The campaign-style speech, more than an hour long, was ostensibly about the region’s extensive natural gas deposits and took place at a nearly completed Shell “cracker plant,” so-called because of the high-heat process that turns fracked natural gas into one of the precursors for plastic.

But Trump “meandered through several topics … trade, immigration, trucks, emoluments, his 2016 victory, union leaders, his poll numbers, the media, steel, China” and more, wrote pool reporter Toluse Olorunnipa.

Before touring the Pennsylvania Petrochemicals Complex in Potter, a village of fewer than 600 north of Pittsburgh, Trump spoke to thousands of construction workers at the site, claiming the $6 billion facility “would never have happened” without him.

In fact, Shell announced its plans to build the complex in 2012, when President Barack Obama was in office,” reports the Associated Press.

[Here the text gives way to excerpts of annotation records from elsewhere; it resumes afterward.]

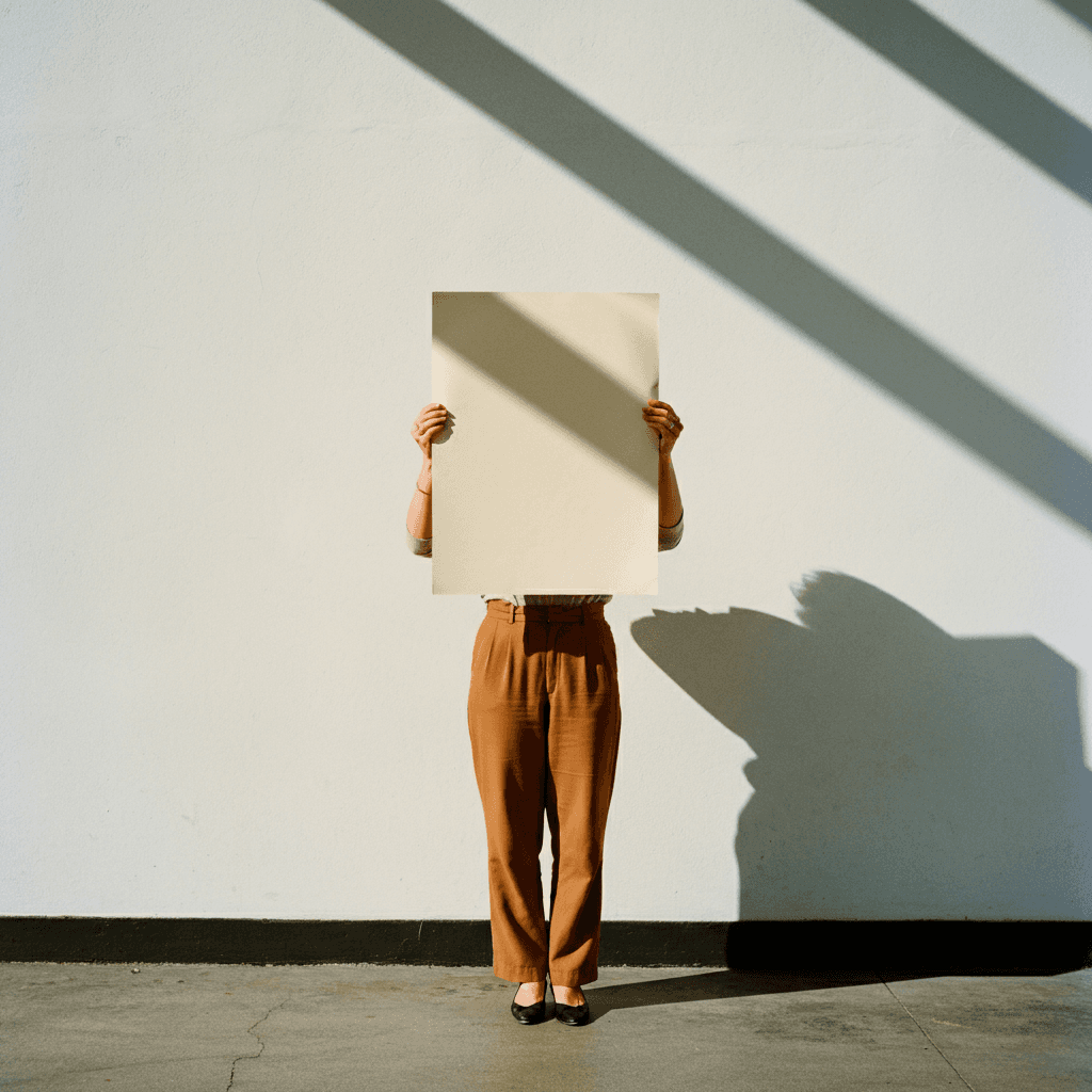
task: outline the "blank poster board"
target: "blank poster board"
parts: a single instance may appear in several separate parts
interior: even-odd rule
[[[655,293],[436,293],[432,594],[656,594]]]

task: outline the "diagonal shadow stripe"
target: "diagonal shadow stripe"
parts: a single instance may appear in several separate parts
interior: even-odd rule
[[[325,0],[881,390],[1092,532],[1092,462],[439,0]]]
[[[804,0],[1092,201],[1092,132],[911,0]]]
[[[470,322],[465,309],[434,307],[434,341],[597,449],[655,496],[655,454],[639,447],[645,434],[634,436],[633,429],[643,400],[496,293],[475,296]],[[483,336],[486,331],[488,336]]]
[[[1092,0],[1054,0],[1054,2],[1065,11],[1068,11],[1073,19],[1079,19],[1089,27],[1092,27]]]

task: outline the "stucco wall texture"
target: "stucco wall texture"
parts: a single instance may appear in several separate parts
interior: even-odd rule
[[[1092,31],[854,9],[4,5],[0,913],[488,916],[438,289],[660,294],[604,917],[1092,913]]]

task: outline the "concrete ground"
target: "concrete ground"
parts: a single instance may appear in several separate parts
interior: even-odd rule
[[[584,1028],[521,1026],[514,992],[470,966],[5,963],[0,1089],[1092,1089],[1092,970],[605,968]]]

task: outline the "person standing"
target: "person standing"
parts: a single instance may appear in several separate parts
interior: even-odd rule
[[[661,550],[682,537],[670,453],[682,423],[649,399],[642,414],[658,449]],[[446,406],[425,406],[410,435],[422,450],[406,542],[432,556],[432,439]],[[546,980],[562,1023],[591,1019],[582,985],[598,977],[603,839],[621,728],[618,660],[597,595],[485,593],[486,616],[471,657],[467,722],[485,812],[494,973],[520,983],[513,1017],[546,1019]],[[543,913],[543,817],[554,866]]]

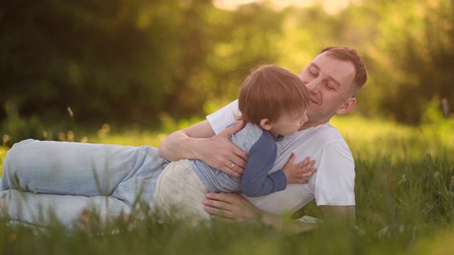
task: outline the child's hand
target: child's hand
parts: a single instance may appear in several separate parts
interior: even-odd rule
[[[295,154],[292,152],[289,161],[287,162],[282,171],[287,176],[287,183],[307,183],[307,180],[317,169],[312,168],[315,160],[311,160],[308,157],[301,163],[293,164],[295,160]]]

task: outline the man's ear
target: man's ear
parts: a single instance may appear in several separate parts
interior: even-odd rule
[[[347,113],[350,111],[350,110],[353,109],[356,104],[356,98],[349,98],[336,111],[336,114],[343,115]]]
[[[271,130],[271,122],[267,118],[264,118],[260,120],[260,126],[264,130],[270,131]]]

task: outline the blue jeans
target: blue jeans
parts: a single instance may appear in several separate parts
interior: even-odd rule
[[[137,201],[151,208],[165,165],[149,146],[24,140],[4,161],[0,214],[40,227],[57,220],[71,231],[84,209],[103,217],[129,213]]]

The speech, which was over an hour, had little to do with the new Shell plant and everything to do with whatever popped into Trump’s head.

In his speech, Trump celebrated “clean, affordable, all American natural gas — powerful, clean, natural gas.”

But critics insist the new cracker plant will become the largest air polluter in western Pennsylvania.

The very notion of  “fracking for plastic” alarms environmentalists and other activists, “who warn of potential health and safety risks to nearby residents and bemoan the production of ever more plastic,” the AP says. 

For the workers who weren’t allowed to leave until Trump’s motorcade departed, it became tense as they had been standing for hours.